Now, to check that ('F', 'F', 'F', 'F') are all the same, I just put them in a set. If they're all the same, the set will have just one element—{'F'}, then {'i'}, etc. If they're not, it'll have multiple elements—{'1', '2'}—and that's how we know we've gone past the prefix.

1
MrWonderful On

The only way to be certain is to check ALL the filenames. So just iterate through them all, checking against the kept maximum matching string as you go.

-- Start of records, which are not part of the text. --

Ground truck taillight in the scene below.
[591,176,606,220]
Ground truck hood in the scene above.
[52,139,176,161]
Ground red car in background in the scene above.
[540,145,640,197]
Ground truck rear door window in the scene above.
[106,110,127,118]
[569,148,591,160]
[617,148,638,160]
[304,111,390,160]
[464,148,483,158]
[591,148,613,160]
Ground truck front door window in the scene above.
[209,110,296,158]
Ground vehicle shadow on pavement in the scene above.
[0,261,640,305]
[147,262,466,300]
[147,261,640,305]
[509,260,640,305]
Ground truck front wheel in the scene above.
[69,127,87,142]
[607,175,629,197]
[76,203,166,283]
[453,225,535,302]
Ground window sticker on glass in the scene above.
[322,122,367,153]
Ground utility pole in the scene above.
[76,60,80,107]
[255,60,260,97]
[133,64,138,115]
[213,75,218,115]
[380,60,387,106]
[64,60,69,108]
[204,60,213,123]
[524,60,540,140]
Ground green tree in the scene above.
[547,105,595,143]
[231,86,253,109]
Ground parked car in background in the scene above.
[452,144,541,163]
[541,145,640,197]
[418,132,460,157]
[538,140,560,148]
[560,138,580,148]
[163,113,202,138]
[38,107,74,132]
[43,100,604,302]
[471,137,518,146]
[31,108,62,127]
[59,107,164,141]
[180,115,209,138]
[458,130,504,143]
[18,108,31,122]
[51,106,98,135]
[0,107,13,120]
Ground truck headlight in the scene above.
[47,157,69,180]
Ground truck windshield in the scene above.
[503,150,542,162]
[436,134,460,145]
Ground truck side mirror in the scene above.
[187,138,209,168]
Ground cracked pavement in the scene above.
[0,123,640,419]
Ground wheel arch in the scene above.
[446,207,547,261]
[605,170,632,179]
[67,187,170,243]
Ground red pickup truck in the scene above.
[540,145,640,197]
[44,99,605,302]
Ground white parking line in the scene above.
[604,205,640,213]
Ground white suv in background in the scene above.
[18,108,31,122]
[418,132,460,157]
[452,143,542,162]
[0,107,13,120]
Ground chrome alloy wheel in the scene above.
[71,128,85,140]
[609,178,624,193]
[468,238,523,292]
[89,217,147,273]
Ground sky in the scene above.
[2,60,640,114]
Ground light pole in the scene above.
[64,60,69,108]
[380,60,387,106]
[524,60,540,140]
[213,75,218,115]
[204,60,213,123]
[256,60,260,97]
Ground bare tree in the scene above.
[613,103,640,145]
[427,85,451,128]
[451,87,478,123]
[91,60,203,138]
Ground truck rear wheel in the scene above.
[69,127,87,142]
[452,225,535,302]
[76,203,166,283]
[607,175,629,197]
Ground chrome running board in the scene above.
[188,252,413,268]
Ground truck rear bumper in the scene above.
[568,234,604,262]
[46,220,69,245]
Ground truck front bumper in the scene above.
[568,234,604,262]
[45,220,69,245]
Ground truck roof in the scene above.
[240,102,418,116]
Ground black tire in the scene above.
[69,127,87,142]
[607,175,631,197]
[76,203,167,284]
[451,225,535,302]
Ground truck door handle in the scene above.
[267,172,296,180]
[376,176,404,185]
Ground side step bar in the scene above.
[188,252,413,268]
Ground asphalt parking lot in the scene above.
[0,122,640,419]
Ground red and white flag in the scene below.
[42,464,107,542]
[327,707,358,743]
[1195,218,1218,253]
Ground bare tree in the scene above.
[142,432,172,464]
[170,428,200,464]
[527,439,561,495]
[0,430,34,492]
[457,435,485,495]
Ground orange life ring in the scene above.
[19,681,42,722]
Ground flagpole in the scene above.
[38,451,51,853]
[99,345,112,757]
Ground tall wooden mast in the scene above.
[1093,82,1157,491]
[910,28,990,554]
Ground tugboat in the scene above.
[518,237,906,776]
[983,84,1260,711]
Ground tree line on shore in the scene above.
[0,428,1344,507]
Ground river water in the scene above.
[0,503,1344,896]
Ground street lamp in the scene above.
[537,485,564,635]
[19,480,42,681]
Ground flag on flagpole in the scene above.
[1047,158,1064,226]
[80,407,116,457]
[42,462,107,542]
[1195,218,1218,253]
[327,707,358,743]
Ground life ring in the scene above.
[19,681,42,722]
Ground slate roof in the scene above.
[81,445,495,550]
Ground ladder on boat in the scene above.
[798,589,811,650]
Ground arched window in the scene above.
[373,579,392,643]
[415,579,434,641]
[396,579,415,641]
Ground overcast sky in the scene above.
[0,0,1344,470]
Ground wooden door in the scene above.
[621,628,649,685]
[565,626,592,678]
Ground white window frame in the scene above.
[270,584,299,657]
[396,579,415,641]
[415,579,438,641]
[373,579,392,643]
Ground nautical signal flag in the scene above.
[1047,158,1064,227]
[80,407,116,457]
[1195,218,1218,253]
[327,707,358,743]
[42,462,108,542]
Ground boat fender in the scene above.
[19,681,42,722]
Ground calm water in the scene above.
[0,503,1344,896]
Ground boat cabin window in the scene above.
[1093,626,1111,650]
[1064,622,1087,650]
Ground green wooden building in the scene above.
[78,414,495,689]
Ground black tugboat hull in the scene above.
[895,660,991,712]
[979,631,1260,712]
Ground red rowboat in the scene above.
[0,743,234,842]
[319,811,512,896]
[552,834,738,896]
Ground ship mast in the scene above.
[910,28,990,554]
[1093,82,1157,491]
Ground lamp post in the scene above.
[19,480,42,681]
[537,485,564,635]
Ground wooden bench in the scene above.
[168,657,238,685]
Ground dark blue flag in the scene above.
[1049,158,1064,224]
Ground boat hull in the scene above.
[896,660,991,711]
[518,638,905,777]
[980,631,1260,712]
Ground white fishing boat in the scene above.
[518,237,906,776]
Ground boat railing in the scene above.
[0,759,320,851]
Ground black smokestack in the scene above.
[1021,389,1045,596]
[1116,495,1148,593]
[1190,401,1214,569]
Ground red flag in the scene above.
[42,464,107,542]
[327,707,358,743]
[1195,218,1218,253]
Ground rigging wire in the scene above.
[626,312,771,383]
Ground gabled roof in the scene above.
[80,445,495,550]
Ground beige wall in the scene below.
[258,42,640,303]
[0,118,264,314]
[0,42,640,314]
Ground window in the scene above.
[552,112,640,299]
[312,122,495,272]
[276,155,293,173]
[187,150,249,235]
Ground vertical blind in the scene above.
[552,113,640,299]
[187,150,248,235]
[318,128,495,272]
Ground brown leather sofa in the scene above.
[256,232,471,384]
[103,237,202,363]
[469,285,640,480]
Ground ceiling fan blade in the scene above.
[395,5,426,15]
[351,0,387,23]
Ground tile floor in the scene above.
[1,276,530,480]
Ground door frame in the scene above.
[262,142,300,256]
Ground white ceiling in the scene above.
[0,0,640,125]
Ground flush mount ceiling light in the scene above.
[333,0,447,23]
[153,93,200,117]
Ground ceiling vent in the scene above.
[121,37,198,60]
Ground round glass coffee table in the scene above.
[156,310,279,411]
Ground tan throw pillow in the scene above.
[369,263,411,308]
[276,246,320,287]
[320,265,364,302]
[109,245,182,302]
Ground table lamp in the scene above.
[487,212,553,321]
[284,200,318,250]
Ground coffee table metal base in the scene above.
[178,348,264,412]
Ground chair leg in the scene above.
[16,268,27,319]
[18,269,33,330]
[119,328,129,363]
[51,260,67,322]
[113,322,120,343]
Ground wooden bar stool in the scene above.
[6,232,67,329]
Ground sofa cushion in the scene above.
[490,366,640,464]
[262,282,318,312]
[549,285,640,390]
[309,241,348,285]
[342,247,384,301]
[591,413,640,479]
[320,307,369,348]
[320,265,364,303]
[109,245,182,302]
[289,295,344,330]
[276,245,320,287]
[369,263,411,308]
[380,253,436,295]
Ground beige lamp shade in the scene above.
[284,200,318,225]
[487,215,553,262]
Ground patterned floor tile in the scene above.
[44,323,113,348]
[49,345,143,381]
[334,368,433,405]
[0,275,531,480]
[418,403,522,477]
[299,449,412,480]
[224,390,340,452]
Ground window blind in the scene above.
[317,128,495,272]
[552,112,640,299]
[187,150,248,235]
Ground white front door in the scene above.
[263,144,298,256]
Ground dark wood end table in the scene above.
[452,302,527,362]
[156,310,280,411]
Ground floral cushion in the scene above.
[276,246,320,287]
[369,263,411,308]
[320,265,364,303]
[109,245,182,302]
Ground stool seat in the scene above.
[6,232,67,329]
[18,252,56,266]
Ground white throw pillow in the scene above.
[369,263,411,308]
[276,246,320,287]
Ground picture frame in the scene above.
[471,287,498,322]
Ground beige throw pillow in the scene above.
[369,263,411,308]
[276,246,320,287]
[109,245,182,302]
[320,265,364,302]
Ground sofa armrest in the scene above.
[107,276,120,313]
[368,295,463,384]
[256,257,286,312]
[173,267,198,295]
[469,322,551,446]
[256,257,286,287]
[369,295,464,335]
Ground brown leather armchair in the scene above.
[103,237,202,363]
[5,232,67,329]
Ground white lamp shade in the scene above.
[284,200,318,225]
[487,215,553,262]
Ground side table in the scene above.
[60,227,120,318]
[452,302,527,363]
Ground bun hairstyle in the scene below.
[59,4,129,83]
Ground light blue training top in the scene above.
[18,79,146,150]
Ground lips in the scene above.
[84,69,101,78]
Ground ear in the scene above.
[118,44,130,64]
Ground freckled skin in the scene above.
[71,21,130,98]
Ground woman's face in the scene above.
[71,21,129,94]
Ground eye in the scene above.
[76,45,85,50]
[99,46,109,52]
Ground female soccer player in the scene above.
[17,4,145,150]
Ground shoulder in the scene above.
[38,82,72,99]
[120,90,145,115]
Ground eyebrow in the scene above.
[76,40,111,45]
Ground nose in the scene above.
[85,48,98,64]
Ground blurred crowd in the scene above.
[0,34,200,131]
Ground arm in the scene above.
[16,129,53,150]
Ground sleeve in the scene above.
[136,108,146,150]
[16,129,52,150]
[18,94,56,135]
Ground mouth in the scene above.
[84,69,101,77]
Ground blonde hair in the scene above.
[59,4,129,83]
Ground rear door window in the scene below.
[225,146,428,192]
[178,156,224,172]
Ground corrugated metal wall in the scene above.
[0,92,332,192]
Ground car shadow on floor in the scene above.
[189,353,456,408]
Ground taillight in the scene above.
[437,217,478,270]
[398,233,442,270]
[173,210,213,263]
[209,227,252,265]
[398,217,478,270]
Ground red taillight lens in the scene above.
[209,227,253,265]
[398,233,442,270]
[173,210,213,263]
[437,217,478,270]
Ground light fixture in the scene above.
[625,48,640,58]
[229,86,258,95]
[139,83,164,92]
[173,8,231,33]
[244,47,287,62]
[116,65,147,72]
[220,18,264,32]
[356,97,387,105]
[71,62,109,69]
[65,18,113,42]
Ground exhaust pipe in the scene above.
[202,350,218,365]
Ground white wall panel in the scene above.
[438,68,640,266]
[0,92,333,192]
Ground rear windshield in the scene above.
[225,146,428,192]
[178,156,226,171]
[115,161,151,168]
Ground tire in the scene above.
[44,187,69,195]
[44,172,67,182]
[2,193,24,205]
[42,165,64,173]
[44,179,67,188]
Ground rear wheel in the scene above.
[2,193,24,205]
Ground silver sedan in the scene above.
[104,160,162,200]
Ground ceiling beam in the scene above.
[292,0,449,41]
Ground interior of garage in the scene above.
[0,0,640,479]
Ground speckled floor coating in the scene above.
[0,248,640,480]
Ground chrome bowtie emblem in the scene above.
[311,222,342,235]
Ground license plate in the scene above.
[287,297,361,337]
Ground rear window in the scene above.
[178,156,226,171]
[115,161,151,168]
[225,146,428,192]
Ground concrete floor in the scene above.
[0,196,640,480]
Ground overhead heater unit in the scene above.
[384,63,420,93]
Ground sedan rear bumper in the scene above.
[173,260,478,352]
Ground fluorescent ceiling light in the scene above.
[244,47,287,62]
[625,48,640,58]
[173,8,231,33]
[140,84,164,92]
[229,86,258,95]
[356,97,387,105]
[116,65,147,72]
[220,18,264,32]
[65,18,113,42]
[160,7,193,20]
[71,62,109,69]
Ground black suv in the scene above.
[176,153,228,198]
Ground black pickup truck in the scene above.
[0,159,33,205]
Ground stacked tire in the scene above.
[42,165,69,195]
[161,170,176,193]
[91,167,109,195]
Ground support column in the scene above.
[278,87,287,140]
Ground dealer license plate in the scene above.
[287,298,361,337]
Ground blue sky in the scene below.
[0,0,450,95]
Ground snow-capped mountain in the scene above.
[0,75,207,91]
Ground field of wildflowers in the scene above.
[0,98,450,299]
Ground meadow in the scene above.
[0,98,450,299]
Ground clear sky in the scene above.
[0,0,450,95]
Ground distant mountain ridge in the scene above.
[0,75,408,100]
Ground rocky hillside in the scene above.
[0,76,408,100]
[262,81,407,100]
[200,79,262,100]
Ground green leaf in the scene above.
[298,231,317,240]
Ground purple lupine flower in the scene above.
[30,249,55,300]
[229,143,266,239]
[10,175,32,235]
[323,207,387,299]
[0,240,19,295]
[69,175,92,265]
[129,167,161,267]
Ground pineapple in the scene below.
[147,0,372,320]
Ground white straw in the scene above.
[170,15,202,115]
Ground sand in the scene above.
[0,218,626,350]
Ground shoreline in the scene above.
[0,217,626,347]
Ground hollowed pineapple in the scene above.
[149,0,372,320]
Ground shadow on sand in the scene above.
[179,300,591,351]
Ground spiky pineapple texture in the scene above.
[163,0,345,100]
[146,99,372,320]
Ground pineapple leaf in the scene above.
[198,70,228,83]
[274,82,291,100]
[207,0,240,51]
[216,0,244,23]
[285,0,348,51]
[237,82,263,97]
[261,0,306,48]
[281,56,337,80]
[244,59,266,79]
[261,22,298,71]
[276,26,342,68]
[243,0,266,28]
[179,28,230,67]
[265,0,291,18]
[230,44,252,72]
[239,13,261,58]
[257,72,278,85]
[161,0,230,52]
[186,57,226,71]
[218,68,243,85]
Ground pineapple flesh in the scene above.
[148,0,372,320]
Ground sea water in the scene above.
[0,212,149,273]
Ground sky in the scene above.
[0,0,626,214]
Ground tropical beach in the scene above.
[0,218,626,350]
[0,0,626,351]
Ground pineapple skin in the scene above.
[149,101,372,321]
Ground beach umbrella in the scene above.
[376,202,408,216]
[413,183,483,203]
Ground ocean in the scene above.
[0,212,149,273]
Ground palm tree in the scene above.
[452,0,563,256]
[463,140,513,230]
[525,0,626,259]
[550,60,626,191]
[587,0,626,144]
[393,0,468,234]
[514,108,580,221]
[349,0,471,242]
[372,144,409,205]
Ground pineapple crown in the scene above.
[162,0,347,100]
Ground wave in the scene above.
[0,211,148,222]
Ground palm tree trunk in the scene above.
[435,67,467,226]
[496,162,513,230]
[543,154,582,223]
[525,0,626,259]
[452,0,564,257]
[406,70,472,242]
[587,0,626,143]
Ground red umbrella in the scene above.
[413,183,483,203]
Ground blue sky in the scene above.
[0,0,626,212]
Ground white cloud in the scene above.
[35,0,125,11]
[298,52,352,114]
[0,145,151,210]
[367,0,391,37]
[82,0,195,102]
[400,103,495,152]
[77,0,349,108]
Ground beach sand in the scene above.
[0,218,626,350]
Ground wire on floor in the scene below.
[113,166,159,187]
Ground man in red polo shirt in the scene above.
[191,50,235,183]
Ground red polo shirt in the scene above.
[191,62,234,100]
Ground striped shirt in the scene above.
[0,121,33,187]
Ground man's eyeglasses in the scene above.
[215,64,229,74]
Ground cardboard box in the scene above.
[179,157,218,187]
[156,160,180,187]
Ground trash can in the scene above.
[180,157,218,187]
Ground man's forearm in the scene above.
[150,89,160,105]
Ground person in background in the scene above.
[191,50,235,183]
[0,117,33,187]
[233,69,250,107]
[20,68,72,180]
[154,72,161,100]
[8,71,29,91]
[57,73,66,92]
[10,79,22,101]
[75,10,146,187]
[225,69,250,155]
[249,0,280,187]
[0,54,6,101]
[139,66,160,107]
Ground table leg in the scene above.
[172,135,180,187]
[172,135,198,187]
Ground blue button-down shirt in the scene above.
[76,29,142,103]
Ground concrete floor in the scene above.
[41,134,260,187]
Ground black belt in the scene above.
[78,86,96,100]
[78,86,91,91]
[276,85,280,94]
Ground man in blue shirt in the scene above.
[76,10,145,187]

You might try something like this:

files = ['FilePrefix10.jpg',
         'FilePrefix11.jpg',
         'FilePrefix21.jpg',
         'FilePrefixOoufhgonstdobgfohj#lwghkoph[]**^.jpg',
         'FileProtector354.jpg
         ]
prefix=files[0]
max = 0
for f in files:
    for c in range(0, len(prefix)):
        if prefix[:c] != f[:c]:
            prefix = f[:c-1]
            max = c - 1
print prefix, max

Please pardon the 'un-Pythonicness' of the solution, but I wanted the algorithm to be obvious to any level programmer.